Five book recommendations for every fall day

From poetry collections to memoirs, there is a book to match every autumn day

Five book recommendations for every fall day
Mary Oliver’s “Thirst” and John Knowles “A Separate Peace” are perfect fall reads, especially when paired with a good cup of tea.

Fall has long since settled upon us. It’s officially the season of cozy sweaters, spicy teas and good books. So, here is a list of book recommendations for five different fall days in honor of the season. Whether you’re looking for a quick morning read, a captivating novel for those long rainy days or something to get in the Halloween spirit, this list has it all. Granted, reading books in your free time can feel exhausting (especially after a long day of online classes), so most of these books are relatively short, with all but one tapping out at 280 pages. 

For those crisp, sunny fall mornings: “Thirstby Mary Oliver 

Many students don’t necessarily have time to dedicate hours to reading, especially in the morning, so Oliver’s short, poignant poems are perfect for those moments before a long day begins. This collection by the Pulitzer Prize-winning author was written after the passing of Oliver’s partner of over 40 years. It grapples with grief and finding the beauty in life through nature, even after a great loss. Superficially pastoral, these poems also showcase Oliver’s struggle with spirituality as she tries to reconcile her love of God’s creations with the treatment of LGBTQ+ people like herself. Despite the heavy themes, Oliver’s obvious love of nature and vibrant appreciation for the world is perfect for starting the day with a dose of gratitude. 

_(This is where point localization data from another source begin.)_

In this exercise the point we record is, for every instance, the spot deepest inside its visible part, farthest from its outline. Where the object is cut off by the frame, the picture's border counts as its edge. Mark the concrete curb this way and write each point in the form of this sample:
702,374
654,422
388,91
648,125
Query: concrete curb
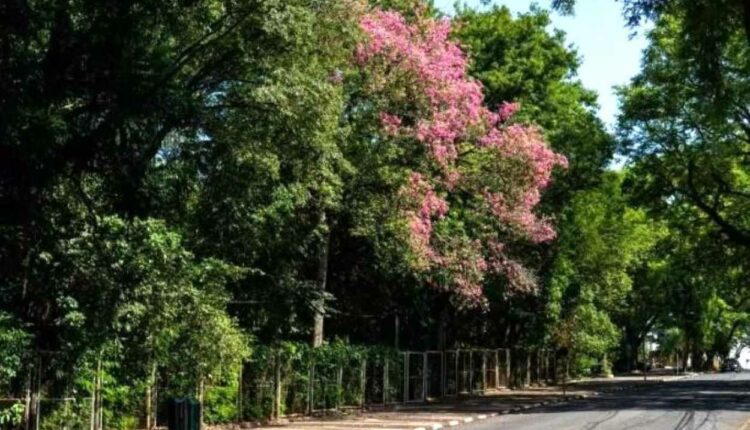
457,421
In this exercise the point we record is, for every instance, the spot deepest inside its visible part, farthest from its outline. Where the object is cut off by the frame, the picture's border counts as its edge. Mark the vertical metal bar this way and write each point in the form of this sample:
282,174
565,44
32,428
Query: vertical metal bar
310,389
27,407
363,382
424,376
497,371
458,375
507,366
443,372
471,371
484,372
406,377
339,386
385,380
240,401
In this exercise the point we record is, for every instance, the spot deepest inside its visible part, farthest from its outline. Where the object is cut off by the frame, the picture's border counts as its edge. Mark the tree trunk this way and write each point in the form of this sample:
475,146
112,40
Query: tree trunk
319,305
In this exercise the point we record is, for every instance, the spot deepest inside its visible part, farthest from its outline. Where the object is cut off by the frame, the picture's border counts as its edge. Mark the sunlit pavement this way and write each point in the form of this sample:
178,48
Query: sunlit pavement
720,401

For those rainy fall days: “The Art of Racing in the Rain” by Garth Stein 

Yes, the title has ‘rain,’in it, but that isn’t the only reason it is the perfect book for overcast skies. This New York Times bestseller is an insightful look at the human condition from a refreshingly rye and amusing observer, Enzo, a golden retriever. On the eve of his death, Enzo reflects on all that he and his owner, Denny, went through together. The book is a heart-wrenchingly beautiful tale of the loyalty and love of family, as well as all the complications of that love. It’s a perfect book that wraps you up in a story without completely removing you from the lovely tapping of raindrops on your window. 

For those eerie fall evenings: “The Bloody Chamber” by Angela Carter 

This collection of 10 stories from Angela Carter, the godmother of modern supernatural fiction, is perfect for giving yourself the creeps on those eerie nights when werewolves and ghouls are surely lurking. Carter weaves submissive, dark tales using our favorite legends like “Little Red Riding Hood,” “Bluebeard” and “Beauty and the Beast” to create deeply sensual and often distinctly creepy stories. She gives each fairytale an exhilarating new life that is still steeped in classic literature’s gothic and romantic trappings. The best twist is Carter’s ability to invert a reader's expectations for fairytale retellings by giving her ‘damsels in distress’ a new strength and power all their own. 

For those fall evenings with a warm cup of tea: “The Glass Castle” by Jeannette Walls 

This probably isn’t the most original recommendation, as “The Glass Castle” was perhaps on every “must read” book list a couple of years ago. There was a good reason for that, however. This book is a tender, moving tale of the unconditional love of family, even those that are profoundly flawed. It's a tale of the disillusionment of growing up and realizing that our parents weren’t the superheroes we built them up to be. The extraordinary nature of Walls’ life serves as an intriguing and dramatic backdrop for this heartbreaking and ultimately redemptive story. The emotional and breathtaking nature of the story makes it a perfect book for those long fall evenings when a cup of tea, a warm fire and a good story are all you need.

For those fall days when you wish you were on campus: “A Separate Peace” by John Knowles 

This book could probably also be featured on a list called “books you were forced to read in middle school.” Despite its possibly infamous place in your memory, this book is perfect for days when you wish you were on campus rather than sitting in front of your computer screen. Taking place on a boarding school campus, the book captures the camaraderie of academic life that we’re missing right now. It’s also a captivating portrait of the darker, more impulsive corners of human nature through the lens of adolescent boys going to school among the chaos of World War II. 

The world can feel a bit overwhelming these days, which is why taking the time to allow yourself to forget it all for a short while with a good book is important. So, grab any one of these titles and pop outside to sit under a tree or curl up with a cozy blanket and allow yourself to escape.